Selon les rapports, aucun des deux ne portait de casque.

Des jeunes ont érigé des barricades, lancé des bombes à essence sur la police et incendié des voitures au centre-ville.

Les tensions étaient fortes pour la deuxième nuit consécutive dimanche dans le quartier Mistral de la ville où vivaient les adolescents.

Les locaux ont accusé la police de gaffe et un membre de la famille a déclaré à un journaliste de l’AFP: “Vous pouvez écrire que la police est responsable de leur mort”.

Une quinzaine de véhicules, dont deux engins de chantier, ont été incendiésalors que le rez-de-chaussée d’un bâtiment du département du conseil municipal avait été détruit par un incendie, selon les médias locaux.

Comment les événements tragiques se sont déroulés

Les deux adolescents qui sont décédés étaient connus de la police pour petite délinquance, ont déclaré les procureurs.

Les responsables estiment que le même scooter a été impliqué dans plusieurs incidents samedi soir: heurts sur les rétroviseurs de voiture, conduite sans lumières et conduite sur le trottoir.

Après avoir échappé à un contrôle de police, les deux jeunes se sont ensuite dirigés vers un pont poursuivi par une voiture de police dont les feux clignotaient.

Un chauffeur entraîneur transportant une équipe de football amateur a vu la poursuite dans son rétroviseur alors qu’il quittait le pont sur une voie d’accès.

Il a dévié sur la droite, apparemment pour se dégager, mais le scooter a tenté de doubler en même temps et s’est retrouvé écrasé entre l’entraîneur et un parapet sur la bretelle.

Grenoble : deux jeunes se tuent à scooter en échappant à la police 1
Des manifestants ont incendié des barricades et pris pour cible un quartier général de la police anti-émeute

Les procureurs ont ouvert une enquête, mais affirment que le conducteur de l’autocar a donné un résultat négatif à l’alcool au volant.

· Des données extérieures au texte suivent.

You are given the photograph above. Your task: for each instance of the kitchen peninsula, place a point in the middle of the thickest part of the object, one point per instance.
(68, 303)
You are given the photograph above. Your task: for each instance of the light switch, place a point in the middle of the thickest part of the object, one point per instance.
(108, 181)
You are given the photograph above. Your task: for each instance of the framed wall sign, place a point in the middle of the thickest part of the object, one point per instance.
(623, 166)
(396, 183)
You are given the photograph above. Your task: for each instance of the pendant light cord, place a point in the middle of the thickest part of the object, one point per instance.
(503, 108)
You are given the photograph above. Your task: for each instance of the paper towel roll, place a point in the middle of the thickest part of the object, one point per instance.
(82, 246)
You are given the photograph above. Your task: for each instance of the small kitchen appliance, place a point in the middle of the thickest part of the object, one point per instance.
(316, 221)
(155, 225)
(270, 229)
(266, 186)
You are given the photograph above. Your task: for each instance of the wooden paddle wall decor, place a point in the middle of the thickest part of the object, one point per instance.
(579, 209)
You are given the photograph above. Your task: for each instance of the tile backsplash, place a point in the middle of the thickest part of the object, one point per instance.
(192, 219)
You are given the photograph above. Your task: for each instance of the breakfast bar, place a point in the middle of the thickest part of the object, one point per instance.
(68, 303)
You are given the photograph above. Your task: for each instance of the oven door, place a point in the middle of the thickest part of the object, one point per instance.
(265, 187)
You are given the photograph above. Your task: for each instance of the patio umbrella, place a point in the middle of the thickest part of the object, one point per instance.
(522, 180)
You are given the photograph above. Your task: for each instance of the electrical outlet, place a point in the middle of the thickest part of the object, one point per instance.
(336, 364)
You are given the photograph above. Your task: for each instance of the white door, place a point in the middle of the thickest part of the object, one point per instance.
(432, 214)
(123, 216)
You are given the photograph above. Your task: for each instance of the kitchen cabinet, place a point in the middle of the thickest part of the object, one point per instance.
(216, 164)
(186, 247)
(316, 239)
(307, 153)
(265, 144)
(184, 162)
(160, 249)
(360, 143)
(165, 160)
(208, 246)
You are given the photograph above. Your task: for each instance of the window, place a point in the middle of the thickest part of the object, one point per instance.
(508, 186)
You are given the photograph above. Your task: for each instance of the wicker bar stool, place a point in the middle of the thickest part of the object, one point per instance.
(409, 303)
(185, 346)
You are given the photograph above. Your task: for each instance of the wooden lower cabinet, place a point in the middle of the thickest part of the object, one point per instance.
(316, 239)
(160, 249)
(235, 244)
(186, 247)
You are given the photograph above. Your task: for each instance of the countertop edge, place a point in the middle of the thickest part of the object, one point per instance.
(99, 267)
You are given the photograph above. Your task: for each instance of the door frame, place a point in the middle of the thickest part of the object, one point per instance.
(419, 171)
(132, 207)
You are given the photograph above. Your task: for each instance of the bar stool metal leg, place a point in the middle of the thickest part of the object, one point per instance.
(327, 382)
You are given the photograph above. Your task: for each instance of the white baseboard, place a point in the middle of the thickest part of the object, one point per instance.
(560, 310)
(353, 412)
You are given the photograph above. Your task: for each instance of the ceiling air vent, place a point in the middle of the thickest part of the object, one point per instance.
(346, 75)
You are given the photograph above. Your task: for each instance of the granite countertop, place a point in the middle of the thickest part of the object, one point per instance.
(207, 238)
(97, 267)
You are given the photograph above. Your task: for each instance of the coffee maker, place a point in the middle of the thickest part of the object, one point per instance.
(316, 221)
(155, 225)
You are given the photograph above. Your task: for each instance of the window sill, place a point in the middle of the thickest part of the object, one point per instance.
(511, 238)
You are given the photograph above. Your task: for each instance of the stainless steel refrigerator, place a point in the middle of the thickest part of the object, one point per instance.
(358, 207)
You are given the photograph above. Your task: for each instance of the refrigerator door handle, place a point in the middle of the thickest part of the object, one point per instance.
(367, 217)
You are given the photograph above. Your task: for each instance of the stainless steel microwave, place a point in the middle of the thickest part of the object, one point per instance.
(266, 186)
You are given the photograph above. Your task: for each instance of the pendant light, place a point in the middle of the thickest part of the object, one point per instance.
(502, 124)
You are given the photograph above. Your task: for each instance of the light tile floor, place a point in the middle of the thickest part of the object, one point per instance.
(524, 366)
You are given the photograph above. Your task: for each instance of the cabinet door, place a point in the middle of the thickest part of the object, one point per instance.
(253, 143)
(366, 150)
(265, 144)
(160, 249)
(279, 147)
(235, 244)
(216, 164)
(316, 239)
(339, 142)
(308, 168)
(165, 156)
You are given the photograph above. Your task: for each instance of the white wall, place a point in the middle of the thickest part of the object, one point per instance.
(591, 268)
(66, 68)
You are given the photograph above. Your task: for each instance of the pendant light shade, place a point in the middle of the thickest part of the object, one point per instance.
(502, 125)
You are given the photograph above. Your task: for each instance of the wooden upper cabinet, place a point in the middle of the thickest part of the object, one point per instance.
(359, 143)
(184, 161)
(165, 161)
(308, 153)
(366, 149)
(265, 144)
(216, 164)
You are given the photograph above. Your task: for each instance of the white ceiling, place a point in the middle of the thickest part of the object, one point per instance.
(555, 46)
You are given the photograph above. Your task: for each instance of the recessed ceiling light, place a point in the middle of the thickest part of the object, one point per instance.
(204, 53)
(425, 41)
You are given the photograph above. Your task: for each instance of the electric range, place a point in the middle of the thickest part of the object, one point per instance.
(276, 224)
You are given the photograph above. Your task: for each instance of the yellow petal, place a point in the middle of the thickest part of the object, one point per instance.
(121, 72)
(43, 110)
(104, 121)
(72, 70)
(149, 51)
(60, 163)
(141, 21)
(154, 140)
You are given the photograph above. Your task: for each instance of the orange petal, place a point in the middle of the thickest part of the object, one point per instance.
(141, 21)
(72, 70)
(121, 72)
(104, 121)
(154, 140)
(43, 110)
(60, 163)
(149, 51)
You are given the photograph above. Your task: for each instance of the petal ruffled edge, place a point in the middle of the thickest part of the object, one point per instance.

Le maire de Grenoble, Eric Piolle, a exhorté la population à respecter le “deuil des familles d’adolescents”.

Quelques heures après l’accident samedi soir, des dizaines de personnes ont tenté de s’introduire dans le quartier général de la police anti-émeute du CRS dans la région de Mistral, mais ont été forcées de rentrer chez elles au moyen de gaz lacrymogène.